In a sign the government is confident demand for Taiwan’s products will persist, the bureau predicted exports will rise 24.04% this year, up from the previous call of 8.99%.
Read more here.
An interesting spot from this week's inflation data: Prices for the reliable, potassium-heavy banana have jumped to their highest price ever recorded.
Banana prices peaked around $0.64 per pound in the post-COVID inflation wave and then went on a slow downward trajectory. That is, until April 2025, when President Trump announced his first wave of sweeping tariffs. Prices are now hovering near $0.66 per pound.
As the Yale Budget Lab chief Ernie Tedeschi noted on X, the average tariff rate on banana imports went from virtually nothing to very much something as Trump imposed tariffs on most US trading partners.
The average US tariff on bananas was functionally 0% until March of this year. It is now 9.2%. https://t.co/dWwaPpjKUH pic.twitter.com/r4dR0N4OCA
— Ernie Tedeschi (@ernietedeschi) August 13, 2025
That's nuts!
Tapestry (TPR) stock fell 8% before the bell on Thursday after the Coach handbag maker forecast annual profit below estimates. The company cited higher costs due to tariffs that have hit its margins.
Reuters reports:
The company estimates a $160-million hit from the U.S. import duties, which could result in an about 230-basis-point impact on its fiscal 2026 operating margin.

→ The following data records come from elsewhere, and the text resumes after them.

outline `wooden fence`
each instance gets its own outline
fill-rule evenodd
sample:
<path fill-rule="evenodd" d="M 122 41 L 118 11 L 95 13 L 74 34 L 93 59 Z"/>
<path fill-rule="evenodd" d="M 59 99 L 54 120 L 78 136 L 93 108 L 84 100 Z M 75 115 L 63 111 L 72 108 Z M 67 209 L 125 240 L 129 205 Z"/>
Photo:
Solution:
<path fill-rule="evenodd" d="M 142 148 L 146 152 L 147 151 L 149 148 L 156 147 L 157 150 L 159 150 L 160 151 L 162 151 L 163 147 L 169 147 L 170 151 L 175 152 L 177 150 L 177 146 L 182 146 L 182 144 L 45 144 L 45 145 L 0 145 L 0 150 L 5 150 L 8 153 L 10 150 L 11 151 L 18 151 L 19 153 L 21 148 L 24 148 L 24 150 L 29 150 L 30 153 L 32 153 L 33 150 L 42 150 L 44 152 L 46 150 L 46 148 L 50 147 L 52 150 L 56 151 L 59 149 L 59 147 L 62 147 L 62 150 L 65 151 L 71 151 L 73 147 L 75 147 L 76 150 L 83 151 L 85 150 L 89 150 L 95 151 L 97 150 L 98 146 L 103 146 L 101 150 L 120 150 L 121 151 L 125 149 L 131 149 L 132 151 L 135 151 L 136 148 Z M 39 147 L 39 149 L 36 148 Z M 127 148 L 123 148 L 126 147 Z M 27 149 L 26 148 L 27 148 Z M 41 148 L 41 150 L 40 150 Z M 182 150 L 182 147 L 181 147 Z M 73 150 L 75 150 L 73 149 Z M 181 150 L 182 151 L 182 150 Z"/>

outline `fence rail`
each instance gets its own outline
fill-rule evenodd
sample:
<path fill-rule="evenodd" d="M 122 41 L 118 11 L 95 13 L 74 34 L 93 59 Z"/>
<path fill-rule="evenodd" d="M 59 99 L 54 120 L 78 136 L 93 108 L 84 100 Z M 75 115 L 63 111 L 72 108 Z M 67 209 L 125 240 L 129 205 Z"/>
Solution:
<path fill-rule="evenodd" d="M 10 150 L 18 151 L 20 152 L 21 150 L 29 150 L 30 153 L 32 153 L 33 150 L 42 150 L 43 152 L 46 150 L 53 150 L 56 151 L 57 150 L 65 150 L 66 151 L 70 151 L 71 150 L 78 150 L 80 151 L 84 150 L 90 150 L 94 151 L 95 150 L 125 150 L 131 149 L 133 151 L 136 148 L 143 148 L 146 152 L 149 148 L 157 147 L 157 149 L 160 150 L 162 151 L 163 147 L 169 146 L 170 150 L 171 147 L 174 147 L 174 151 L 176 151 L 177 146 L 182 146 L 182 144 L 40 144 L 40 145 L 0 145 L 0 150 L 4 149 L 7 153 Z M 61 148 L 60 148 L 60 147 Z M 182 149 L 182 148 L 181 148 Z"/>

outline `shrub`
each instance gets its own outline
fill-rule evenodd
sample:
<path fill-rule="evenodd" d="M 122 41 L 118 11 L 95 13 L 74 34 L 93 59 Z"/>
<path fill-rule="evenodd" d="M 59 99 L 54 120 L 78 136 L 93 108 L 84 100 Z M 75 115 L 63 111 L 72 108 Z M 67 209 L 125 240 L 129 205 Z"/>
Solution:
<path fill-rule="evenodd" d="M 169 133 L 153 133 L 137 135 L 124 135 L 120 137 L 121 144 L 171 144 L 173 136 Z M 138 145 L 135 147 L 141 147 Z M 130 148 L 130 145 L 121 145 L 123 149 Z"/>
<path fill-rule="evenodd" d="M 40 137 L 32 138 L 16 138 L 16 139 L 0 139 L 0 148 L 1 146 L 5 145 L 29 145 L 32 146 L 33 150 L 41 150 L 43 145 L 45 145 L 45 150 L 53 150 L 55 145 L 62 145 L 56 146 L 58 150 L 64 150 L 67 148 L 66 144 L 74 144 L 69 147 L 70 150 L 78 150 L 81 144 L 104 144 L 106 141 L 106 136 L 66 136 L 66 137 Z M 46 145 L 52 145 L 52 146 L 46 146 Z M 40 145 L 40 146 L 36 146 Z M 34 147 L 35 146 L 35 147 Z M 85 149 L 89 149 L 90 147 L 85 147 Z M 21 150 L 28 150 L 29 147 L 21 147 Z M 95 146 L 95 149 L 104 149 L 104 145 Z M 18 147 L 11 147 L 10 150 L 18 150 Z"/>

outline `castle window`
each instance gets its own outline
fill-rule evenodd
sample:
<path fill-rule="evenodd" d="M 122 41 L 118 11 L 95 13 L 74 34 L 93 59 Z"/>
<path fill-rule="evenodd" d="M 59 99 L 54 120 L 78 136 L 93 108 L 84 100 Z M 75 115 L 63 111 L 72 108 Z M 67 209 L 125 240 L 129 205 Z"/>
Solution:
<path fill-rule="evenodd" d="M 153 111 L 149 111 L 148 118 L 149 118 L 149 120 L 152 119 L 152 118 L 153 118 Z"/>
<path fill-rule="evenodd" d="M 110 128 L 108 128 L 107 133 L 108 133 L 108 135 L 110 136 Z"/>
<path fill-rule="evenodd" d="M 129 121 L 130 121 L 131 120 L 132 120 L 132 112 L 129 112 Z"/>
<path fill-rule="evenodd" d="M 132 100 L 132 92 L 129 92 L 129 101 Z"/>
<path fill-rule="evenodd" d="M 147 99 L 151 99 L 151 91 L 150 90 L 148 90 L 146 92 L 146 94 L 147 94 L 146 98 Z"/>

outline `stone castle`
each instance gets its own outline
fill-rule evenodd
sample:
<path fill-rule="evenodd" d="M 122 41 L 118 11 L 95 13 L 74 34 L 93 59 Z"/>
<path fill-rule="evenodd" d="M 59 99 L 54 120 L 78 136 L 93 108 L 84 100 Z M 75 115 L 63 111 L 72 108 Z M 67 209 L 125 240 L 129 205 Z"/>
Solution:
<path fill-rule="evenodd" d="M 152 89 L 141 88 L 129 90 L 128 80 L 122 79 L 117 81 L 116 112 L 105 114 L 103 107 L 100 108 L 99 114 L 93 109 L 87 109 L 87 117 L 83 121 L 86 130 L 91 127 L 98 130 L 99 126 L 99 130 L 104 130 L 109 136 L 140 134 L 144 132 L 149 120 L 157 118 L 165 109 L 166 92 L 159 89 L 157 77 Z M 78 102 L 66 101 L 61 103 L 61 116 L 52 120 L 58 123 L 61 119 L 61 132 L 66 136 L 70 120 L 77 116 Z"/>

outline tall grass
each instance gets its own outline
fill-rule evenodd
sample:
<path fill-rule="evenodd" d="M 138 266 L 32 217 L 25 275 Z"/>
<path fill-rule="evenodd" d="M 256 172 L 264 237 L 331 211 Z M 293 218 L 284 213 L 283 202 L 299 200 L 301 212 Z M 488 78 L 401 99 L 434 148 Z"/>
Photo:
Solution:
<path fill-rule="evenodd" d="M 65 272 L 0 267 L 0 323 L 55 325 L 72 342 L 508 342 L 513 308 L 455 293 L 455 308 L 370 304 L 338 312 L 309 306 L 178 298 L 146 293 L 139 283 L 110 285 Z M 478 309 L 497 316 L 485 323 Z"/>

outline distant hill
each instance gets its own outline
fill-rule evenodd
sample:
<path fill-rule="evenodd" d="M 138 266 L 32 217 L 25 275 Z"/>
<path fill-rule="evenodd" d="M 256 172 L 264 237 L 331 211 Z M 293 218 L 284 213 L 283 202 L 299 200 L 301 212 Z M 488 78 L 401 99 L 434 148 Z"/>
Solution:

U.S. consumer spending falling unexpectedly in May has also compounded concerns for companies such as Tapestry that have been ramping up efforts to attract younger customers by introducing new accessories and collections.
Read more here.
(Bloomberg) — The Port of Los Angeles said it handled the highest container volume in its 117-year history last month, as uncertainty over President Donald Trump’s tariffs drives shippers to front-load cargoes.
Already the busiest port in the country, LA moved more than 1 million twenty-foot equivalent units (TEUs) in July, an 8.5% increase from a year ago, the operator said on Wednesday. That includes containers entering and exiting its terminals, with loaded imports rising by a similar percentage to nearly 544,000 TEUs. The total volume handled was 14.2% higher than in June.
Read more here.
US tariffs on pharmaceutical imports are coming but not imminent, Reuters reported Wednesday, citing unnamed sources. Trump has previously warned duties on the drug industry could reach as much as 250%.
Reuters reports:
The announcement by President Donald Trump's administration of the results of a probe into pharmaceutical imports and new sector-specific U.S. tariffs likely remains weeks away, four official and industry sources said, later than initially promised as he focuses on other matters.
Commerce Secretary Howard Lutnick had said in April when the review of whether reliance on foreign drug production threatens U.S. national security was launched that he anticipated that it would conclude between mid-May and mid-June. Global pharmaceutical companies are bracing for the outcome of the investigation, which will usher in sector-specific tariffs that Trump has said could start small and eventually rise to 250%.
Read more here.
Brazilinan President Luiz Inácio Lula da Silva has announced a plan that includes $5 billion in credit to help local exporters handle tariffs .
Associated Press reports:
The Brazilian government on Wednesday unveiled a plan to support local exporters affected by a 50% tariff imposed by U.S. President Donald Trump on several products from the South American nation.
Dubbed “Sovereign Brazil,\\" the plan provides for a credit lifeline of 30 billion reais ($5.5 billion), among other measures.
Brazil's President Luiz Inácio Lula da Silva described the plan, which includes a bill to be sent to Congress, as a first step to help local exporters. Congressional leaders attended Wednesday's ceremony, a first in months, in a sign of growing political support for the leftist leader in response to Trump’s tariffs.